As drone use in areas like photography and mapping grows, there’s also a rapidly growing and vibrant community dedicated to extreme FPV racing.
If you’ve been thinking about racing a drone yourself, I’m sure you’ve watched a few videos online or maybe even attended a drone racing event.
And boy do they make it look easy.
Just gliding effortlessly between obstacles and deftly weaving in and out of corners that seem to come up too quickly to maneuver around them.
This is what I mean.
But before you buy a racing drone or make your own, you might want to slow down a bit.
FPV drone racing is hard, really hard.
It is very different from normal line-of-sight drone flying and requires radically different skills.
What makes it even more challenging is that it’s usually done in tight spaces rather than an open field like normal drone flying.
And even when it’s done outdoors, there are obstacles put in place to make it more challenging.
Properly using the throttle while still turning the drone left and right around obstacles requires more skill and practice than it seems.
It calls for enormous amounts of attention and an almost superhuman ability to anticipate obstacles and react to them while flying at speeds of up to 120mph.
They make it look easy because they have trained and practiced for months. They have probably crushed countless times and owned dozens of racing drones to get that good.
Racing drones is difficult but learnable. Start at your skill level and then practice and gradually get better until you are good enough to compete with the pros.
Tips for Aspiring Drone Racers
1. Start with a simulator
Instead of damaging dozens of drones as you learn to race, start with a simulator. You can crash as much as you want without worrying about replacing parts or buying another drone.
2. Go outside
When you feel ready to fly an actual drone, go to an open field. Before you learn how to evade obstacles and make hard turns, you need to learn basic controls, especially the throttle. This is best done in an open area.
Practice how to maintain different altitudes as you fly. This will come in handy when you have to fly under a ceiling or duck under a gate.
Go up and down and make tight turns until you can confidently control the drone while flying fast.
You’ll probably need several hours of flying in the open before you are ready to go inside or tackle a set of obstacles.
Flying outdoors also lets you get the hang of FPV flying without damaging your drone. Get familiar with all the settings and controls until you can fly just as well as if you were looking at the drone directly.
Remember to only fly in a safe area away from people and buildings.
3. Use obstacles
Once you have the basics of FPV racing down, time to go a level up: flying through obstacles.
You can use your own DIY obstacles like drums or flags. You can also buy hoops and gates online and set them up outdoors. Trees and rocks also work as great obstacles.
Start slow; don’t try to evade the obstacles at expert-level speeds.

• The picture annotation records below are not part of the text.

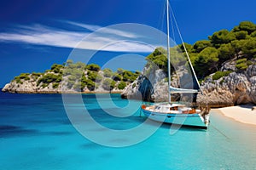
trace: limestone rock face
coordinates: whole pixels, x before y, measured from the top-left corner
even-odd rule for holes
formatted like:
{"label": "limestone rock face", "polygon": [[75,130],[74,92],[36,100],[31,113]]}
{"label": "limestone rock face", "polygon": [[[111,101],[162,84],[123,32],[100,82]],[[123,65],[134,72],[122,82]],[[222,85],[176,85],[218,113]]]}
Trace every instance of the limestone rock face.
{"label": "limestone rock face", "polygon": [[166,101],[168,95],[166,77],[162,70],[145,67],[142,75],[125,88],[121,97],[146,101]]}
{"label": "limestone rock face", "polygon": [[[166,74],[161,70],[152,71],[146,76],[148,68],[143,74],[122,93],[123,98],[140,99],[149,101],[167,101],[167,82],[164,81]],[[226,64],[223,71],[236,70],[232,63]],[[256,65],[252,65],[243,72],[232,72],[227,76],[212,80],[210,75],[202,83],[202,94],[197,95],[198,105],[212,106],[228,106],[234,105],[256,104]],[[183,79],[187,78],[183,76]],[[177,84],[173,78],[172,85]],[[181,81],[181,80],[179,80]],[[132,88],[133,87],[133,88]],[[175,97],[175,96],[174,96]]]}
{"label": "limestone rock face", "polygon": [[216,106],[256,104],[256,65],[248,66],[243,72],[232,72],[217,81],[208,78],[201,84],[201,89],[204,95],[198,95],[200,104]]}

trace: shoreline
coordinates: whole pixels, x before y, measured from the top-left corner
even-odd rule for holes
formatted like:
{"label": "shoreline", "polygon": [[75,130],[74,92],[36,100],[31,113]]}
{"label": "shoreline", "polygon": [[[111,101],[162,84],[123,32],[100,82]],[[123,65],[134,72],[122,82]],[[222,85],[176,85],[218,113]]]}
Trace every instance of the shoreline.
{"label": "shoreline", "polygon": [[231,118],[236,122],[239,122],[247,125],[256,126],[256,110],[252,110],[255,105],[237,105],[230,107],[224,107],[219,109],[212,109],[223,116]]}
{"label": "shoreline", "polygon": [[2,91],[2,93],[7,94],[122,94],[123,91],[112,91],[111,93],[108,91],[84,91],[84,92],[74,92],[74,91],[66,91],[66,92],[60,92],[60,91],[15,91],[15,92],[9,92],[9,91]]}

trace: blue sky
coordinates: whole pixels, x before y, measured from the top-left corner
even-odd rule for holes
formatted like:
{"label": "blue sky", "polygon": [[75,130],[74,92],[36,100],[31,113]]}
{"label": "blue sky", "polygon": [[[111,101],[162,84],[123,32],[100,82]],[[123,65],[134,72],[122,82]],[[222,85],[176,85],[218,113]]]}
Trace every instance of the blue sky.
{"label": "blue sky", "polygon": [[[171,0],[171,3],[184,42],[189,43],[207,39],[221,29],[230,30],[243,20],[256,23],[254,0]],[[2,1],[0,87],[21,72],[42,72],[54,63],[62,64],[80,40],[102,27],[137,23],[161,30],[164,4],[165,0]],[[116,37],[124,33],[116,29],[103,31]],[[125,31],[126,36],[133,36]],[[91,47],[100,43],[100,39],[92,40]],[[131,60],[137,55],[140,60],[135,65],[142,65],[139,56],[150,49],[133,42],[98,52],[92,60],[103,65],[114,56],[129,54],[125,47],[133,49],[136,46],[138,49],[131,51]],[[90,46],[86,47],[83,50],[90,52]],[[143,48],[147,49],[141,50]],[[119,61],[114,62],[122,66]]]}

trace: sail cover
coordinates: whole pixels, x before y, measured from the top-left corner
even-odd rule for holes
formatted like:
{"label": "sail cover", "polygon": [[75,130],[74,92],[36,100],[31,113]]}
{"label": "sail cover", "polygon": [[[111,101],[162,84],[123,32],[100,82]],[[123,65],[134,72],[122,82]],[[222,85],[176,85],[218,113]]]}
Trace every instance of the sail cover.
{"label": "sail cover", "polygon": [[194,94],[194,93],[199,93],[199,91],[195,90],[195,89],[178,88],[173,88],[172,86],[170,86],[170,91],[171,91],[171,94]]}

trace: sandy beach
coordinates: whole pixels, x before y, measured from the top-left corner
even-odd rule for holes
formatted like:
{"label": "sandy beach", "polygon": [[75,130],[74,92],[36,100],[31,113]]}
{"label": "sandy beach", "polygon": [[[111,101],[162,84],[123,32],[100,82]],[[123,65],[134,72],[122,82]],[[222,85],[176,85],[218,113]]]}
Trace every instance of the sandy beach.
{"label": "sandy beach", "polygon": [[239,105],[214,110],[237,122],[256,126],[256,110],[252,110],[253,107],[253,105]]}

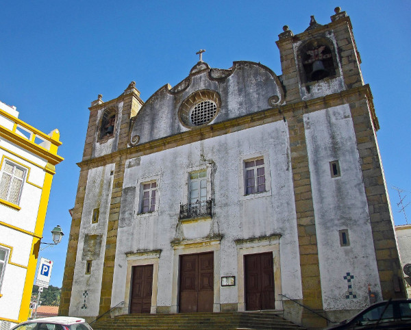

Learn how to control throttle and pitch as you go under, over or through obstacles.
Start with a basic obstacle set up where you don’t have to make sharp turns or thread through tight gaps. Then as you get better, make the set up more and more challenging and increase your speed.
4. Go inside
Having a constant height limitation is a great way to become an expert drone racer. You have to be extra careful not to go too high hit the ceiling or drop too low and crash onto the floor.
Find an indoor place that’s safe to fly in. It can be your garage (if it’s big enough) or an abandoned building.
You can start with whichever obstacles are already there, like pillars, or add your own.
If you learn how to fly fast without crushing within a closed space, you are well on your way to becoming a pro racer.
5. Get racing!
Look for nearby drone racing events or leagues and join them. Racing other people sharpens your skills and helps you set better and better lap times.
As you get really good, consider joining even bigger events and leagues to race against the best out there.